‘Succession’ doesn’t miss a beat as its Murdochian family feud continues

Lawsuits mounted against John Malone, family of his former wife Lachlan, and other battles highlight rivals’ feud over control of Fox and other assets ‘Succession’ doesn’t miss a beat as its Murdochian family feud…

'Succession' doesn't miss a beat as its Murdochian family feud continues

Lawsuits mounted against John Malone, family of his former wife Lachlan, and other battles highlight rivals’ feud over control of Fox and other assets

‘Succession’ doesn’t miss a beat as its Murdochian family feud continues

The Murdochs’ rivalry of ambitions in global media appears to be intensifying as legal battles over Murdoch succession plans and Rupert’s relationship with his estranged second son, Lachlan, continue.

Last month, a New York attorney filed a lawsuit in a California state court accusing Lachlan, who was once seen as heir apparent to his father, of breaching his fiduciary duty to Fox.

In other developments, New York-based Lachlan’s father and legal heir, Rupert Murdoch, remains in charge of News Corp, which includes newspapers, the Fox entertainment empire and the Wall Street Journal.

Rupert Murdoch and Lachlan Murdoch. Photograph: Stefan Rousseau/PA

The latest news came on Friday, when Mark Geragos, a prominent lawyer who represented Tom Cruise, Howard Stern and other celebrities, said on Twitter that he would be representing Lachlan in his lawsuit against his father.

Mark Geragos (@markgeragos) Was consulted on an impending Lachlan news story. Not a work for hire. Many fun things to say in complaint….

The New York Post report also reported that a famous TV host who had worked with Lachlan at a previous company has paid him a $1m settlement.

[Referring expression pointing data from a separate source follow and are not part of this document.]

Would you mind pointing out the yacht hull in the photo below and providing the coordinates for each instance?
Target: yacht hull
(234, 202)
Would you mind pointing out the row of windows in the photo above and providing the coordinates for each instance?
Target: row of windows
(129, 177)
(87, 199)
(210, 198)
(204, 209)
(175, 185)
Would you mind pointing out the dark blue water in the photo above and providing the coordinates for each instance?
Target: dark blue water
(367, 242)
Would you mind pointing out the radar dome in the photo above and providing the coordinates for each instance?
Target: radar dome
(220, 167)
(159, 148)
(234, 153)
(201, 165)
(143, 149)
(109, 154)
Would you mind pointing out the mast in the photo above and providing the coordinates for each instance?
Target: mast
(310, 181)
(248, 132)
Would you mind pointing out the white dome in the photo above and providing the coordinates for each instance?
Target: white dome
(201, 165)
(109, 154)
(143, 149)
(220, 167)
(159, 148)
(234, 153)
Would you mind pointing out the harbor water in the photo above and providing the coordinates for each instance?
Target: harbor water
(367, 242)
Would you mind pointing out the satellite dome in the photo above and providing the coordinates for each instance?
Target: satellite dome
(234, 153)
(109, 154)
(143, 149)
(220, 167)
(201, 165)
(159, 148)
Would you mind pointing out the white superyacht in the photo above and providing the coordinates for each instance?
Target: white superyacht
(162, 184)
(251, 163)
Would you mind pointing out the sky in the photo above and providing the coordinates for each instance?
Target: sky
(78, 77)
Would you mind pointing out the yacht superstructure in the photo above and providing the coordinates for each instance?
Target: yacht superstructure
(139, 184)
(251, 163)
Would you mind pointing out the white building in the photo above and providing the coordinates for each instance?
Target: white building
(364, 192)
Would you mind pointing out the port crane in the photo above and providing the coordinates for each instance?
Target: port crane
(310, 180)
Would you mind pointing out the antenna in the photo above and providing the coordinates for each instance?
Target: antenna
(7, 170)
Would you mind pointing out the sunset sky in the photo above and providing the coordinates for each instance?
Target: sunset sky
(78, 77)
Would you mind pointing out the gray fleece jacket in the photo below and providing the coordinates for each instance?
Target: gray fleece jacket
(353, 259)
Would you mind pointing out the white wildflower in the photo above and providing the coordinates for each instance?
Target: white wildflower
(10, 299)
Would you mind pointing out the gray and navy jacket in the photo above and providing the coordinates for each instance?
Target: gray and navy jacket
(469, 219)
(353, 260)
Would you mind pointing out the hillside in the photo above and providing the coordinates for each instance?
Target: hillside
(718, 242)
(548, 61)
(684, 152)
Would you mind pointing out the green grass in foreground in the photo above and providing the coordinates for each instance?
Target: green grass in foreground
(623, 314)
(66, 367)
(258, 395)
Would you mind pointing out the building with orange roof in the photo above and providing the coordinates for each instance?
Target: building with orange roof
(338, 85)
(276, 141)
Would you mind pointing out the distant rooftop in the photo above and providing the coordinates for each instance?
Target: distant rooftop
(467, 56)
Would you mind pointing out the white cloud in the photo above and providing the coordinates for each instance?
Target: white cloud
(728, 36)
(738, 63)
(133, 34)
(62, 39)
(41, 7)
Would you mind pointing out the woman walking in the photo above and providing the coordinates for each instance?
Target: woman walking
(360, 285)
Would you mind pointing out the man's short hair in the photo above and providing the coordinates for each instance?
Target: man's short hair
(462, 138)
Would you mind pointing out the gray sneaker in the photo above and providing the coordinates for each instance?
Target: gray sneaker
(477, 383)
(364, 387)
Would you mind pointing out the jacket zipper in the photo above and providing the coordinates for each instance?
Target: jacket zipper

Speculation is also rising on whether new holdings could be made in the future.

The Bank of America Merrill Lynch analyst Ben Swinburne said last month that News Corp was a “great story” that he expected to reprice its shares this year.

Fox, which is scheduled to report results on Tuesday, has indicated it might sell some assets to Fox Business Network and Fox News Channel to fund its major-media push.

Sky may be next on the list to be sold, with bankers insisting the UK broadcaster “cannot survive as an independent business”.

Fox holds a 39% stake in Sky, with an option to raise it to 100%. But analysts say investors are holding off on giving up their stake in the stock until they get a better valuation for the company and it becomes clear what assets Fox plans to sell.

In 2012, News Corp split from its main broadcast television network and many of its newspapers to separate the slower-growing film and television businesses from the faster-growing publishing operations.

Fox, the entertainment company, struggled for years and has now regained most of its $25bn (£19.5bn) market value. It expects to increase revenue by $1.5bn this year.

Fox’s investor day last month was successful. It gave executives confidence about the entertainment strategy that included The Last Man on Earth and new films including Black Panther and X-Men: Dark Phoenix.

Yet Wall Street still lacks a clear position for the media company.

Analysts generally favour the entertainment business, which is more predictable and lures advertisers. Yet investors would also welcome the publishing business, which has a diverse range of publications that, historically, have sold a broad product.